Just before my second birthday, my mother left me with my father’s parents. I never heard from her again. For twenty-four years I waited and wondered when I would hear from or see my mother.
I would ask my grandparents about my mother and they would tell me that she brought me to their doorstep and told them that she didn’t love me, but that she knew my grandparents did, so they could have me. All my father would say about my mother, was that she looked a lot like Princess Diana and that she had become a stripper. Apart from that, no one ever said anything about her.
I always felt I didn’t hear from my mom because something must be wrong, either with me or with her. And I continued to wait.
When I was learning to drive, my father would ride with me. One evening he had me drive up to the house that my mother had grown up in and where her dad, my grandfather, still lived. The house was less than a mile from the home that I was growing up in! And I never even knew it.
So yes, I could have gone to my grandfather’s house anytime after that, but I just didn’t. Not a day went by that some sort of thought about my mother didn’t pop into my mind. Despite everything, I kind of always felt that she was my mother and she should find me.
Years later, my grandma even took me to visit my mother’s father. We talked for an hour about the past twenty-two years and about my mom’s mother who died in the nineties of cancer. At the end of the visit my grandfather told me that my mother would love to hear from me or see me. So he gave me her address and her phone number to call her.
I didn’t want to make my grandparents, who raised me and loved me, feel like I was ungrateful or unappreciative of what they’d done for me, so I didn’t call.
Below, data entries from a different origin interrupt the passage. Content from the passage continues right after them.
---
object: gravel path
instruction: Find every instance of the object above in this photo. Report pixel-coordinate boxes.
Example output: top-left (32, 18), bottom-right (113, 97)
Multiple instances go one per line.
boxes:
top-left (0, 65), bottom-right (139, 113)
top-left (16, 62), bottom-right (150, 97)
I didn’t call my mother because I didn’t know how I would incorporate my father, grandparents, and her into my life. I did want to have a relationship with her and I know that I was an adult by then, and that she was my mother, and that it shouldn’t have mattered what anyone else thought. But I still didn’t call.
It wasn’t until I had a daughter of my own that I finally called my mother. Just before her second birthday, I took a deep breathe, picked up the phone, scrolled down to where I’d stored my mother’s number, and called her.
“Hi, is Clarissa there?” I asked in a quiet but nervous tone. “This is her,” she said, in a voice that I hadn’t expected to be my mother’s—I had always envisioned her sounding more like a 1980’s peppy teenager, for some reason. The voice I heard was not bad; it was just a little older than my ears had prepared for. But she was, after all, now almost 50 years old.
My mother told me her side of things. She never gave me away. She had dropped me off because she was having a breakdown. She may have said things, terrible things, she told me, but she didn’t mean any of it, she was out of her mind. Once she got better and came back for me, my father and grandparents had gotten a lawyer, and they took her to court and got custody of me. And life happened.
My mother had been married and divorced twice more. She had my nearly 30 year-old, special-needs brother to care for. She had thyroid disease, and other health problems. She told me she had been an entertainer, not a stripper. She always loved me.
Once, in the nineties, she had tried to see me, but my grandmother had told her that we would need to check with my school counselor to see if I would be damaged by her reintroduction into my life. That never happened as far as I am aware.
I have another daughter on the way, and it’s been only a year now that I’ve known my mother. We still talk weekly. I’m not angry with my mother; I never have been. But I do feel a deep sadness about her not being there when I was growing up. It’s still difficult for me to understand. I can put myself in her shoes, and I understand her and all the things about our past. But I know I could never be without my little girl.
My relationship with my mother—the parts when she was gone and the short amount of time that she has been in my life—has taught me to be the mom I am today. I’m a mother who will always be there for both of my girls; they will never have to come find me. I want to be the mother I wished I could’ve had growing up.